Dès sa création, le transfert de compétences qui s’est opéré a très vite concernés l’aménagement de l’espace avec un schéma de cohérence territoriale (S.Co.T.), les actions de développement économiques. Ce n’a pas été simple car les rivalités plus historiques que politiques ont généré quelques remous et la majorité du conseil communautaire est fragile. Bien que je sois le Maire de la plus grande ville, je ne suis pas le président de la communauté de commune. Ainsi vont les équilibre s de la vie politique et de la nécessaire conduite des projets publics. Je dispose bien d’une représentation importante et donc j’ai décroché le poste de 1er vice-président. Le Président de la communauté de commune est le maire d’une commune de 2000 âmes, qui a les caractéristiques de ce qu’on appelle aujourd’hui un village dortoir, où la population active investit pour se loger, attirer par le prix des terrains, mais consomme et travail du côté de l’agglomération. Ce dernier s’appuie beaucoup sur moi et les services de la communauté de commune ont souvent recours au soutien de mes services municipaux, mieux dotés et disposants de cadres d’expériences engagés depuis bien longtemps dans le service public municipal.

La mise en place de la communauté de commune en l’état actuel a permis de développer rapidement une zone d’activités conséquente sur la base de celle de l’embryons existant avant aux portes de ma commune. Aujourd’hui, la zone s’étant sur plusieurs dizaines d’hectares et offre une diversité de services qui, tous les samedis, concentre la convergence de nombreuses populations des communes rattachées, voir bien au-delà. En famille, ou bien entre amis, la population va effectuer des courses, passer un moment au restaurant ou bien encore se divertir. S le centre-ville commerçant avait craint de perdre une clientèle, je remarque aujourd’hui que nombreux sont restés fidèles au service de proximité. D’ailleurs, l’hôpital que nous avons s’est agrandi et les rues commerçantes ont été aménagées afin de faciliter la déambulation parmi les commerces divers autant qu’anciens, dont nombreux appartiennent aux familles depuis plusieurs générations.

La zone d’activités a cet avantage qu’elle concentre une grande surface en plus d’un immense magasin de bricolage et que son accès s’effectue à partir d’un ring qui avait été réalisé par l’ancienne municipalité. La communauté de commune a également repris dans ses compétences la voirie, les équipements sportifs et culturels ainsi que l’assainissement. Notre histoire très ancrée avec l’agriculture a conduit les collectivités à organiser la gestion de l’eau par le biais de la création d’une régie.

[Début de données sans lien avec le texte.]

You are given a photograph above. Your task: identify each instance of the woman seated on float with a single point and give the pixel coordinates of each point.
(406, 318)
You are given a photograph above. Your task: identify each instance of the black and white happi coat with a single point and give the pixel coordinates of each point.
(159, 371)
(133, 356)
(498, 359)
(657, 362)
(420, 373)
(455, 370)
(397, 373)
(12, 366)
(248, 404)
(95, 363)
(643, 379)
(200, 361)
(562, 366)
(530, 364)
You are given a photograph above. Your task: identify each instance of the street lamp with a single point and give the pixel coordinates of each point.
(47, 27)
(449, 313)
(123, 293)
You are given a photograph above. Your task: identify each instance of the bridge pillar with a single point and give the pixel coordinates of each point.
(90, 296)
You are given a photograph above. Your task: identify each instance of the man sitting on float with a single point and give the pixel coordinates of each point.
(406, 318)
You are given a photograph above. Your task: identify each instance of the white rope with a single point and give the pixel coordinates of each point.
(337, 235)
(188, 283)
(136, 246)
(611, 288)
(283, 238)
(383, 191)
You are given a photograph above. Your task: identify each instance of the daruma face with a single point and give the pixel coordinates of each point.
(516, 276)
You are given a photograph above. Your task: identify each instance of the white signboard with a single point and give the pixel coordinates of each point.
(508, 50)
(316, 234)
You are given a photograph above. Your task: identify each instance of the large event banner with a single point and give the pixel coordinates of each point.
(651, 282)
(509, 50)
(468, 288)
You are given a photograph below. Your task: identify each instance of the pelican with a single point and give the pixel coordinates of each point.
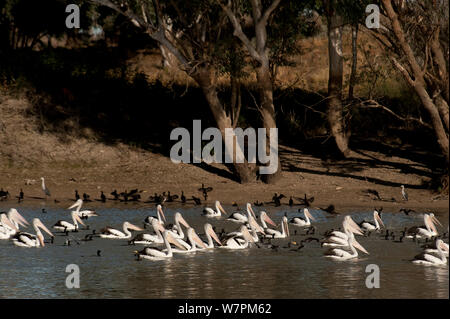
(82, 213)
(44, 188)
(66, 226)
(161, 218)
(11, 218)
(28, 240)
(340, 239)
(209, 212)
(434, 250)
(111, 233)
(195, 243)
(210, 235)
(177, 231)
(148, 239)
(235, 243)
(340, 254)
(300, 222)
(272, 233)
(264, 218)
(7, 228)
(431, 260)
(427, 231)
(368, 226)
(241, 218)
(157, 254)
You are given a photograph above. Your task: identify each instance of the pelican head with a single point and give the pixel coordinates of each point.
(351, 226)
(5, 221)
(159, 209)
(39, 225)
(193, 237)
(250, 210)
(130, 226)
(307, 213)
(219, 207)
(246, 234)
(77, 218)
(352, 241)
(14, 215)
(78, 203)
(209, 230)
(181, 220)
(376, 216)
(263, 216)
(435, 220)
(285, 225)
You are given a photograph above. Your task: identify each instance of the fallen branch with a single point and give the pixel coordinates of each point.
(372, 104)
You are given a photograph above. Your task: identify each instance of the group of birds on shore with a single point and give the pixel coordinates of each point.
(253, 231)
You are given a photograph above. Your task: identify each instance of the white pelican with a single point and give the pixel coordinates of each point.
(272, 233)
(340, 254)
(195, 243)
(161, 218)
(210, 235)
(111, 233)
(241, 218)
(177, 231)
(82, 213)
(368, 226)
(209, 212)
(236, 242)
(13, 217)
(300, 222)
(64, 226)
(148, 239)
(427, 231)
(22, 239)
(434, 250)
(430, 260)
(157, 254)
(340, 239)
(7, 228)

Je me suis pour ma part clairement opposé à la délégation de ce service à une entreprise privée car il m’apparaissait comme éminemment important pour les usagers et que ce bien commun concentre tant d’exigence qu’il m’a toujours semblé non envisageable à notre échelle de confier ceci à une entreprise privée.

Au sein de la commune je dispose d’une équipe d’adjoints dont quatre sont particulièrement impliqués. Trois autres se mobilisent quand je le leur demande mais ne prennent pas d’initiatives ce qui me conduit à avoir le sentiment parfois d’être la locomotive d’un train de marchandises.

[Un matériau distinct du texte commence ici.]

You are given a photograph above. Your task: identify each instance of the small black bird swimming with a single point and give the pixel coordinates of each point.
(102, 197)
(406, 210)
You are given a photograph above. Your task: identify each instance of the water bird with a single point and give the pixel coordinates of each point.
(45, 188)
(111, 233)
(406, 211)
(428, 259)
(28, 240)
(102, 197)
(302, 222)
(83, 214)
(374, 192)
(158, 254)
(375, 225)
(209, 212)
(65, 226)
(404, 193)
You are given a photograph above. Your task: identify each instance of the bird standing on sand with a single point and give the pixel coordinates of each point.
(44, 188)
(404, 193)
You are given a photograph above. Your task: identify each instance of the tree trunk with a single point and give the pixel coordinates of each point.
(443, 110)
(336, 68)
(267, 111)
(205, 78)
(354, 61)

Les services de l’Etat, par l’intermédiaire d’une sous-préfecture sur ma commune, sont représentés autour du sous-préfet avec qui nous échangeons régulièrement. Il est clair que ces dernières années, la recentralisation des services autour de la préfecture de région et de la préfecture du département ont généré une perte de potentiel technique de ll’Etat au niveau local. Le sous-préfet doit ainsi se démener afin de nous obtenir des réponses lors de nos saisines qui ne manquent pas. Pour autant, j’apprécie cette abnégation qui rend ses serviteurs abordables, tant on a l’impression qu’ils ont compris qu’ils avaient pratiquement autant de chances de moi d’obtenir les réponses à leurs question de la part de la préfecture.

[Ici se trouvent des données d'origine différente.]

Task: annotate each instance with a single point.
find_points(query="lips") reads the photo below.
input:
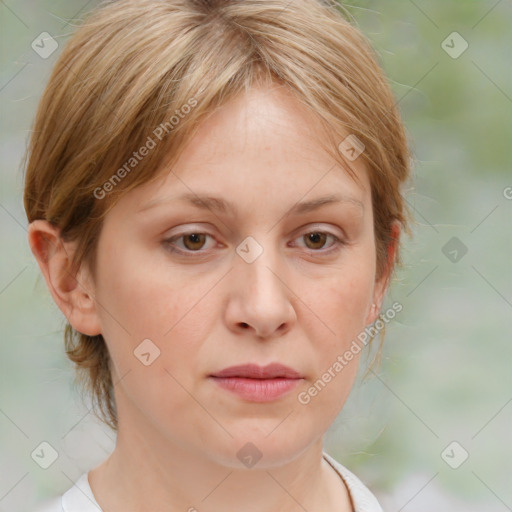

La vie publique est trépidante et me permet aujourd’hui de m’épanouir là où ma vie professionnelle ne m’a pas donné cette chance. Je connais cette agglomération d’où je suis natif, comme ma poche. Mes enfants sont pour l’une à l’université et pour l’autre sur Paris où après ses études il a trouvé facilement un travail. L’un comme l’autre aiment à revenir dans cette zone à taille humaine où tous les services sont présents tout en alliant calme et sérénité, et absence de tumulte de la vie urbaine densifiée.